We are involved in the translation of the whole Bible so that Zechariah 14:9 and other verses that you or I would never pick can be someone’s favorite. With the whole Bible, everyone can find the verses that brings them the most hope, encouragement, joy and faith; the ones without which they would never find their way into God’s kingdom.

Your language doesn’t go far

Night literacy class in Ghana, photo courtesy of Paul Federwitz

A Christian from a smaller ethnic group in northern Ghana told me that he told the district pastor of his church that he was enrolled in a literacy class in his language. The pastor responded that what he was doing was useless because he could not go far with his small language. If he traveled even a short distance he would quickly be outside the area where the language is spoken, so it would not serve him any more. According to the pastor, he was leaning a skill with very limited range. 

Any psychologist will tell you that a person only learns to read once. Its just like math – if you learn it in any language, you know it. The skill of reading can be transferred to any language with much less time and effort than learning the skill in the first place. So enrolling in a literacy class in any language will give a person a skill they can use in any other language. Being able to read will go a long way, even if the language won’t. So the pastor was focusing on the wrong thing – language instead of literacy.

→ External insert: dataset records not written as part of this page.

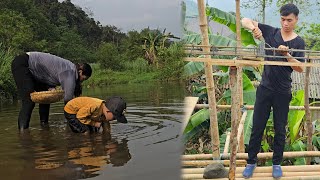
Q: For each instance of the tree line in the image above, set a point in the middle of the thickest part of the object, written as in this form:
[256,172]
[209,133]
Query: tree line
[66,30]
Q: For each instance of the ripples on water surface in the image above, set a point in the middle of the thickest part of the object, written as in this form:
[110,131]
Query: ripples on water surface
[147,147]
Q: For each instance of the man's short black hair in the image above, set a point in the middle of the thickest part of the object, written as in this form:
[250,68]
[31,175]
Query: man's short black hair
[287,9]
[86,69]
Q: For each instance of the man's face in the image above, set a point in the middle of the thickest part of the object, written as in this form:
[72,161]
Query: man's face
[289,22]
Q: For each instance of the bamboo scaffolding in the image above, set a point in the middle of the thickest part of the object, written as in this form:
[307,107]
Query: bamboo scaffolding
[300,168]
[207,162]
[214,130]
[307,110]
[251,107]
[234,121]
[240,127]
[231,62]
[236,99]
[267,155]
[226,145]
[293,177]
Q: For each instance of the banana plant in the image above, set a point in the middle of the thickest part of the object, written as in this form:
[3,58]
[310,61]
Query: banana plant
[200,119]
[230,21]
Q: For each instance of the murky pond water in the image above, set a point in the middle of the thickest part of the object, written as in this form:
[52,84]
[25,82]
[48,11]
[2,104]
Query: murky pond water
[148,147]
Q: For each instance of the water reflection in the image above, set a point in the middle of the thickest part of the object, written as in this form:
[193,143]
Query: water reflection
[147,147]
[82,160]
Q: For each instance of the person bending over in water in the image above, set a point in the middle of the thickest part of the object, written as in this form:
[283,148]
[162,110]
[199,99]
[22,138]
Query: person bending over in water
[37,71]
[88,114]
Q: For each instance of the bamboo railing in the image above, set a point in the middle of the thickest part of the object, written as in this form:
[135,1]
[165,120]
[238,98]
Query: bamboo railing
[209,83]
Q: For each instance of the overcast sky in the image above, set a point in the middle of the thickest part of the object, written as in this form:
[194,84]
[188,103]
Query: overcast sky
[135,14]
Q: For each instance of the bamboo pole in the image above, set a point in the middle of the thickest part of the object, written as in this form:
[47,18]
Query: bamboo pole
[226,145]
[236,99]
[267,155]
[235,104]
[231,62]
[251,107]
[307,109]
[263,169]
[207,162]
[214,131]
[241,124]
[306,177]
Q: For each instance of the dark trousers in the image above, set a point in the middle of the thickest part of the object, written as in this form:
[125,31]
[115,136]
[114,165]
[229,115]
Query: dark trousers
[265,99]
[76,126]
[26,84]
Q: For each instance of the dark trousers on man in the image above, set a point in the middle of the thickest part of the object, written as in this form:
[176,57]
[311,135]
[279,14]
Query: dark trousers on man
[26,84]
[265,99]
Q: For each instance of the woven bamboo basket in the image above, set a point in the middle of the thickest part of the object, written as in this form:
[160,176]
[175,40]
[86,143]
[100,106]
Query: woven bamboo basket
[47,97]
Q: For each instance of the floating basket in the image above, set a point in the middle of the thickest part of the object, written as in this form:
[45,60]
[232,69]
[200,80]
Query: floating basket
[47,97]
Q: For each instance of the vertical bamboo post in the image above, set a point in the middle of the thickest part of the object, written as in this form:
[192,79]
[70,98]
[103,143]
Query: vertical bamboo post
[307,109]
[236,89]
[214,131]
[235,104]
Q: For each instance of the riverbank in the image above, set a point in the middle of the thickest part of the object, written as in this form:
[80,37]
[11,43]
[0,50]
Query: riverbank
[101,77]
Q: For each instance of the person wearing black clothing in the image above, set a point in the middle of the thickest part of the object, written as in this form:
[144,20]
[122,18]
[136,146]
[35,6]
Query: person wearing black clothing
[275,87]
[38,71]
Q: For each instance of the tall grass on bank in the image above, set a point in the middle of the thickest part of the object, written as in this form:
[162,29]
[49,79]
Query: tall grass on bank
[7,84]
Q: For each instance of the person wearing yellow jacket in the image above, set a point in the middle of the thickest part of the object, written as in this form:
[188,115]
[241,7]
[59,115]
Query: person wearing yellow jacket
[85,114]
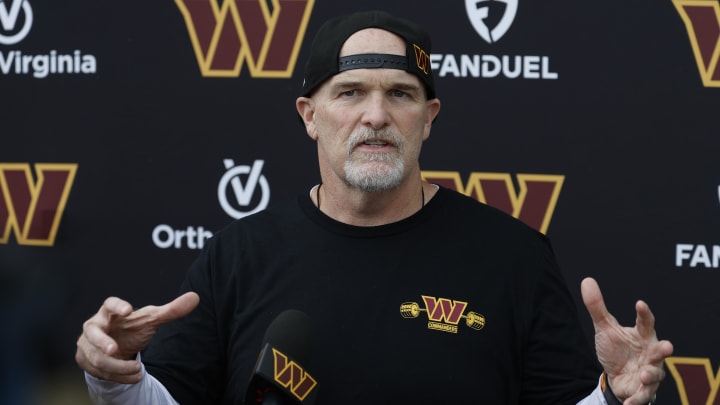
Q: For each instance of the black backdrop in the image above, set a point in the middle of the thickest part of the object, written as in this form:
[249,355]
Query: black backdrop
[615,107]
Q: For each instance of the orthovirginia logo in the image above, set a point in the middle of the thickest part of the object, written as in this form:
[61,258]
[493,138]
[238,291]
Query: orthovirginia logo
[245,184]
[14,25]
[33,209]
[267,38]
[443,314]
[702,21]
[534,204]
[16,20]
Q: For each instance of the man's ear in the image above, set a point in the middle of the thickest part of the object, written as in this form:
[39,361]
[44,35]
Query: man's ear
[306,109]
[306,112]
[433,109]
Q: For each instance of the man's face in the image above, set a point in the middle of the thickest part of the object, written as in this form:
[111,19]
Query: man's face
[370,123]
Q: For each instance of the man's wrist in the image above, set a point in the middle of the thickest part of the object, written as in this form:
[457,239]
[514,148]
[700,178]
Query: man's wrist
[607,391]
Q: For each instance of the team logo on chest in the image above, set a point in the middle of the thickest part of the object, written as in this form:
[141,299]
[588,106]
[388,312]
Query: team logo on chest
[443,314]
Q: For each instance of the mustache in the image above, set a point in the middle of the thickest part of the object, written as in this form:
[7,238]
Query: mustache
[366,134]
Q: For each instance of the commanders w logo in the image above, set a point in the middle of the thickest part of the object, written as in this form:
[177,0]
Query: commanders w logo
[696,382]
[534,205]
[33,210]
[266,36]
[702,21]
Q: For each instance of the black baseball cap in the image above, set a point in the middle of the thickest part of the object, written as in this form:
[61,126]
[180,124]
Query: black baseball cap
[325,62]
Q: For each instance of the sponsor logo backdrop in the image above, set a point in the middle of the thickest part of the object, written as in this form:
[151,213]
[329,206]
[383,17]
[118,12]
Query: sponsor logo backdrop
[126,145]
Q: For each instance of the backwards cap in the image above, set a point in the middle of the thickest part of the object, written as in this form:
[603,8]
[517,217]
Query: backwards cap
[325,62]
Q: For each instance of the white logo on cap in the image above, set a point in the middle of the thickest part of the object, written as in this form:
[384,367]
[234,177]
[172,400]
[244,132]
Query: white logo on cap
[478,12]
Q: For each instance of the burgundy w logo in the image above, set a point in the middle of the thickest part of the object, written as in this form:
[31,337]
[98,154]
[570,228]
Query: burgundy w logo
[290,375]
[534,204]
[444,310]
[702,21]
[33,209]
[267,37]
[422,59]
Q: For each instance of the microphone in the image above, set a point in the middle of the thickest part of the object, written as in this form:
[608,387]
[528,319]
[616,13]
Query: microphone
[279,377]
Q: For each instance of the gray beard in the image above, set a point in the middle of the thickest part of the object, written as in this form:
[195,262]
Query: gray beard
[374,172]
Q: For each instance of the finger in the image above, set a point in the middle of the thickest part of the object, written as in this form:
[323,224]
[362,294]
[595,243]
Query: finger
[96,336]
[178,308]
[645,320]
[101,365]
[593,300]
[658,352]
[114,307]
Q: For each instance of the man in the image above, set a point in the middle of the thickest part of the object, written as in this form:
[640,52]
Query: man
[386,266]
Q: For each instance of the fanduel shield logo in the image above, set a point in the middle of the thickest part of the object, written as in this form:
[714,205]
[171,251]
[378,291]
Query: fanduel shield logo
[479,12]
[13,28]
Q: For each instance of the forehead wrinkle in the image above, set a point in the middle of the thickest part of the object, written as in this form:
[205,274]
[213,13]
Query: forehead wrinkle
[373,40]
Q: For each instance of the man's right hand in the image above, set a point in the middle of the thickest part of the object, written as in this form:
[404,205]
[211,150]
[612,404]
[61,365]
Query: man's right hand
[112,338]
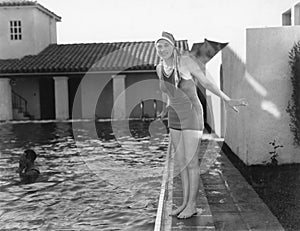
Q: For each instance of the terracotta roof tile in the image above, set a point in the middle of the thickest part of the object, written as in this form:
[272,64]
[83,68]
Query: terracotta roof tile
[119,56]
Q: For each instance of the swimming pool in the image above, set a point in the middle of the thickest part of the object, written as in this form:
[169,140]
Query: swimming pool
[87,183]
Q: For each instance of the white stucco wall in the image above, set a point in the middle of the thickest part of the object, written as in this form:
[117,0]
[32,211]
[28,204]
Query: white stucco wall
[265,81]
[38,31]
[235,133]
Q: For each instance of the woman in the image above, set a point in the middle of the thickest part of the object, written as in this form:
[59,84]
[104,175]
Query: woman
[178,74]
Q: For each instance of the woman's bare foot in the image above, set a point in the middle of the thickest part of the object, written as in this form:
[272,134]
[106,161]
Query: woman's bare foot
[178,210]
[188,212]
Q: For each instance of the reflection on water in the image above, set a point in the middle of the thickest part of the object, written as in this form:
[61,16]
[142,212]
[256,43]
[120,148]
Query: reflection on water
[87,182]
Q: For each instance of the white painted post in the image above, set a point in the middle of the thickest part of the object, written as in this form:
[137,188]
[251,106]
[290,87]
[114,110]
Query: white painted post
[5,100]
[61,98]
[119,107]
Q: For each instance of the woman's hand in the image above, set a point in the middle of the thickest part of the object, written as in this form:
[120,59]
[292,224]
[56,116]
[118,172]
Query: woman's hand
[163,113]
[235,103]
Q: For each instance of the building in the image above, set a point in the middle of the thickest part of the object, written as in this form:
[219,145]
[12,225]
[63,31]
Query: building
[264,79]
[40,79]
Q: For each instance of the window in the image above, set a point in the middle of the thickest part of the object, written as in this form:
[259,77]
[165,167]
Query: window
[15,30]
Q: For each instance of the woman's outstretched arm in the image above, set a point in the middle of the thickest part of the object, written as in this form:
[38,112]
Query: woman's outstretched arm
[209,85]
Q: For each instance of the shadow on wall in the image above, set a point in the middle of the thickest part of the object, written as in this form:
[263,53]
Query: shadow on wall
[245,132]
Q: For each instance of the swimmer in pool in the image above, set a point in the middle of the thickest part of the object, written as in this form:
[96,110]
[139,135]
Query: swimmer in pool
[27,170]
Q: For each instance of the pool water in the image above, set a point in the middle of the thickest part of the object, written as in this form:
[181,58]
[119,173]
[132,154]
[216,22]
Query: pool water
[87,182]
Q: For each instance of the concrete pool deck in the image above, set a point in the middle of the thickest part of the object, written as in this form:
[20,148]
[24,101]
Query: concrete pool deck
[226,201]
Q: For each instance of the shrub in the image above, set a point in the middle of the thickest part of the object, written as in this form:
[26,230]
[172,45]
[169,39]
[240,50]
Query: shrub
[294,103]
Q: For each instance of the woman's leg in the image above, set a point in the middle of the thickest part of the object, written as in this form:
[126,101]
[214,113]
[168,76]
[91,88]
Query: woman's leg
[177,142]
[192,140]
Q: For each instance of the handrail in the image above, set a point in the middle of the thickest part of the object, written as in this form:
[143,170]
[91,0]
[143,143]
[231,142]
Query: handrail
[19,102]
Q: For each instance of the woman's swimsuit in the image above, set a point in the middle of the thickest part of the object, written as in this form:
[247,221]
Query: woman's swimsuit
[185,110]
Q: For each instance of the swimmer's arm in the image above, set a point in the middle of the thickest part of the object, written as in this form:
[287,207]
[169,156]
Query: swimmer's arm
[196,71]
[165,97]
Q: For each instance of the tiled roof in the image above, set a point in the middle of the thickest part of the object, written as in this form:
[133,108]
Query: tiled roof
[118,56]
[18,3]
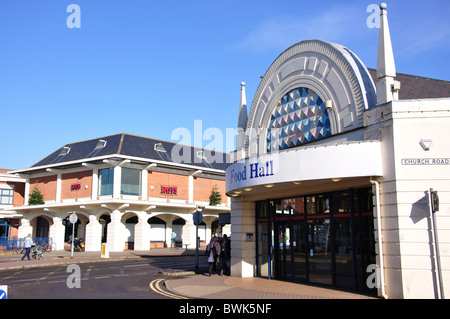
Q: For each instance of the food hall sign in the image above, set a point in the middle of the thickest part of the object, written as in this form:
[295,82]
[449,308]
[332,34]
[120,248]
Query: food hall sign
[169,190]
[255,170]
[425,161]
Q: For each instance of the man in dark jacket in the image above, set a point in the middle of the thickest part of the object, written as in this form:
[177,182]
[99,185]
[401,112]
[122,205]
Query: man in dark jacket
[224,255]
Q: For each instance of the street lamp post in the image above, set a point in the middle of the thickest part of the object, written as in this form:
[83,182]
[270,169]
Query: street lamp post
[198,218]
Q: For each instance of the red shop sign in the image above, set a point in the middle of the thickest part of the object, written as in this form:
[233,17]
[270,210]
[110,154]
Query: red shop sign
[169,190]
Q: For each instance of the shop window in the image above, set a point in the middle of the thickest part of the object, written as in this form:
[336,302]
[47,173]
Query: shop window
[106,181]
[293,206]
[131,181]
[6,196]
[299,117]
[317,204]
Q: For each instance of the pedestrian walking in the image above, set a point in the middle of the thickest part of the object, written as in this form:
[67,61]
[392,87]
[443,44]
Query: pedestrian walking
[213,250]
[173,237]
[224,255]
[28,244]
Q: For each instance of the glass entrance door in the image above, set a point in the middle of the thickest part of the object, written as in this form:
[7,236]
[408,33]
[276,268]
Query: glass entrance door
[290,251]
[319,254]
[283,252]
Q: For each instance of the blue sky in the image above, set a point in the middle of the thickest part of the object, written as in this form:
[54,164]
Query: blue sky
[148,67]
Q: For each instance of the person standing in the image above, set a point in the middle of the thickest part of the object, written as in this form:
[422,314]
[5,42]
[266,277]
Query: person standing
[214,250]
[28,244]
[173,237]
[224,255]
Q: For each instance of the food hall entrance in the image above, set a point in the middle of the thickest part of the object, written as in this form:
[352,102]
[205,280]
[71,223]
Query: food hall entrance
[322,238]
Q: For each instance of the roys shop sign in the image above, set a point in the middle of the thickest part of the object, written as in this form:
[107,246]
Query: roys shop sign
[169,190]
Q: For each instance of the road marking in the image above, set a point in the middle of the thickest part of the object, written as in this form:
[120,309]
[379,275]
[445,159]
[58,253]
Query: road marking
[16,273]
[154,285]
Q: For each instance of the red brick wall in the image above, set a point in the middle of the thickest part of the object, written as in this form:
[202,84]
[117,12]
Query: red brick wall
[19,193]
[83,178]
[204,186]
[47,186]
[158,179]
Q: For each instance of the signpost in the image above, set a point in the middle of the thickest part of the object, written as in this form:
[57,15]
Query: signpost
[434,207]
[73,219]
[198,218]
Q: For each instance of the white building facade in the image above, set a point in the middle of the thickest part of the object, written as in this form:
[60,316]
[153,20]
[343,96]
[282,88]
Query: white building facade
[127,191]
[332,178]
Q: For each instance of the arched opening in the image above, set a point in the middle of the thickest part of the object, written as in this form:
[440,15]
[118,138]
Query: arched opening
[42,227]
[104,220]
[157,232]
[130,223]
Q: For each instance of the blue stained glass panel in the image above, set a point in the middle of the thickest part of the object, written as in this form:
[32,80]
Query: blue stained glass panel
[308,120]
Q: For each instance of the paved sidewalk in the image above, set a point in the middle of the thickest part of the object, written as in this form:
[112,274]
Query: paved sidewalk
[190,284]
[63,257]
[224,287]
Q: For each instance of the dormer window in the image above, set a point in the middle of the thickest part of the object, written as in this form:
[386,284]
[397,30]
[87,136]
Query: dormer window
[98,147]
[62,153]
[159,147]
[100,144]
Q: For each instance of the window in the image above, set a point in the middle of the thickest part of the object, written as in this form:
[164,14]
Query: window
[6,196]
[131,182]
[299,117]
[105,181]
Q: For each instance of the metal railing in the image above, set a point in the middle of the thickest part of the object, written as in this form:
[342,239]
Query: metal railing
[16,244]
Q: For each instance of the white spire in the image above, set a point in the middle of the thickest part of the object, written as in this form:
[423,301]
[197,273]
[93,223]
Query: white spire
[385,62]
[242,119]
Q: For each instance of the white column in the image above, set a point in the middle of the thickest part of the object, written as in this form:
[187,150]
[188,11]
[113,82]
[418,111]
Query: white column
[25,228]
[144,184]
[142,233]
[169,233]
[56,233]
[116,230]
[191,188]
[117,182]
[188,235]
[94,186]
[27,192]
[243,253]
[93,234]
[58,188]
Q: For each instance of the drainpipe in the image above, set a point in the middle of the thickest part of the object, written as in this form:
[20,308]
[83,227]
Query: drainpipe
[380,240]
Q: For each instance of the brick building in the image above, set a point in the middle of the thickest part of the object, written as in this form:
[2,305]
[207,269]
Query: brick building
[12,190]
[128,191]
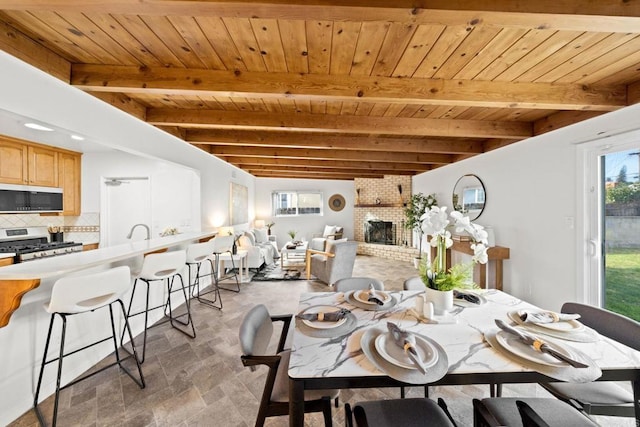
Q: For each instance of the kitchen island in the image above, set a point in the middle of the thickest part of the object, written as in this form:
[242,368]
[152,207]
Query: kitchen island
[26,286]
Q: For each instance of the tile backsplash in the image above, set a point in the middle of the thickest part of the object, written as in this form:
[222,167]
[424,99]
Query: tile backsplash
[84,228]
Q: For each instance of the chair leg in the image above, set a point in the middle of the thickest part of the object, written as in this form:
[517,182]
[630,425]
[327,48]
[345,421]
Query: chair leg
[216,302]
[348,415]
[188,313]
[140,382]
[44,362]
[234,275]
[326,411]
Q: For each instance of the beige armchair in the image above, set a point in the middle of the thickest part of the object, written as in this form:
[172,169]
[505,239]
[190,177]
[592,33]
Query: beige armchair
[319,240]
[334,263]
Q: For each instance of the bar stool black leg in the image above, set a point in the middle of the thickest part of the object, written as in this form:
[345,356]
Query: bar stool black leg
[234,274]
[214,283]
[119,361]
[188,313]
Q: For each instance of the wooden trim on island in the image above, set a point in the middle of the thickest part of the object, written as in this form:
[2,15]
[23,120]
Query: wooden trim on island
[11,292]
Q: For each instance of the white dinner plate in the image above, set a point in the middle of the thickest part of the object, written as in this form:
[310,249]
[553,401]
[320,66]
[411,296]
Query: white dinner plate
[513,344]
[392,353]
[324,324]
[464,303]
[363,296]
[562,326]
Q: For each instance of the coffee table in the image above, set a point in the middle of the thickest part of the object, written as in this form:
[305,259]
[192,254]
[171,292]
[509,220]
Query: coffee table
[293,256]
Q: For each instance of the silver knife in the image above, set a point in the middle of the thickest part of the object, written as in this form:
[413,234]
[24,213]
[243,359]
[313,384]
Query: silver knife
[544,348]
[373,296]
[407,341]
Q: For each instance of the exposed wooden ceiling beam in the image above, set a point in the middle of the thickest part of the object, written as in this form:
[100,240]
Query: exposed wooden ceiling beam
[330,164]
[562,119]
[364,156]
[633,93]
[307,175]
[355,172]
[336,123]
[602,15]
[17,44]
[342,142]
[124,103]
[469,93]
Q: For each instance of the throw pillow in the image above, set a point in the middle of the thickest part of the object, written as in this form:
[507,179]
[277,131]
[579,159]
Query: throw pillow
[252,239]
[331,243]
[261,235]
[328,230]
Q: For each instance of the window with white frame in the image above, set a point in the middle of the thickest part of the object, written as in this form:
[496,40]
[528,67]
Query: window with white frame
[293,203]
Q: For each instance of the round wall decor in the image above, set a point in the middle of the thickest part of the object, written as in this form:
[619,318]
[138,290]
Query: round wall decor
[336,202]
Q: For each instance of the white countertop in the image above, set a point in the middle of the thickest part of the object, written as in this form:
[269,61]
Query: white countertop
[60,265]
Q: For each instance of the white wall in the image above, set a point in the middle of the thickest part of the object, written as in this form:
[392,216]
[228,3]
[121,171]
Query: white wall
[175,190]
[305,226]
[31,93]
[533,193]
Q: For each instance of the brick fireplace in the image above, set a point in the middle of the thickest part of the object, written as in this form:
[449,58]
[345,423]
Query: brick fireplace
[379,217]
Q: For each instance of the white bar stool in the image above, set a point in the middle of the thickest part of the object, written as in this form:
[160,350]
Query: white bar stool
[197,253]
[221,245]
[82,294]
[164,267]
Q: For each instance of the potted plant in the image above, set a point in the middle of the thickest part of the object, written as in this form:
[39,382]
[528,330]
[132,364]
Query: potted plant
[417,206]
[269,225]
[439,281]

Woman teaching literacy class

Besides, it is the end that matters not the start. A primary school education cannot take you far, but you cannot get more education without it. It would be silly to think that primary school education is worthless for those who get high school diploma’s and university degrees. Literacy in a small language might not get you far in one sense, but in another it can be the start of something that goes a long ways. Tens of thousands of primary school dropouts in Ghana have gone to literacy classes in their small languages, gained skills, then returned to school with success becoming nurses, teachers, pastors and even a university lecturer!

In addition, there are tens of thousands, perhaps hundreds of thousands of Ghanaians who have had their lives transformed through reading the Bible in their languages, even though they never went to school. That wouldn’t have happened if they had not enrolled in a literacy class in their small language. Then there are the many Ghanaians who would never have even considered the claims of Christ and the Gospel except they enrolled in a literacy class and then read the Bible in their language.

But the pastor’s point about the language is true. The language is only used in one small part of Ghana which is an even smaller part of the world. The usefulness of a language over large geographic areas is important for commerce, politics, etc. Nevertheless, the pastor has another problem. His own language, while many times larger than the smaller language, is a very small language by world standards. Yet he reads the Bible in his language because people who speak a really important language like English or German came to Ghana and did not think his language too small or trivial to translate the Bible and teach people to read. They did not dismiss his language as one that wouldn’t take people far.

It turns out that people often think that languages smaller than theirs are too small to be worth it but their own language is worth it. An ethnocentric viewpoint like that does not square with God’s own sense of mission. He could have easily dismissed us because being human doesn’t take you far in this universe.

What are mere mortals that you should think about them,
human beings that you should care for them? (Psa 8:4 NLT

This post is made in honor of International literacy day which is tomorrow.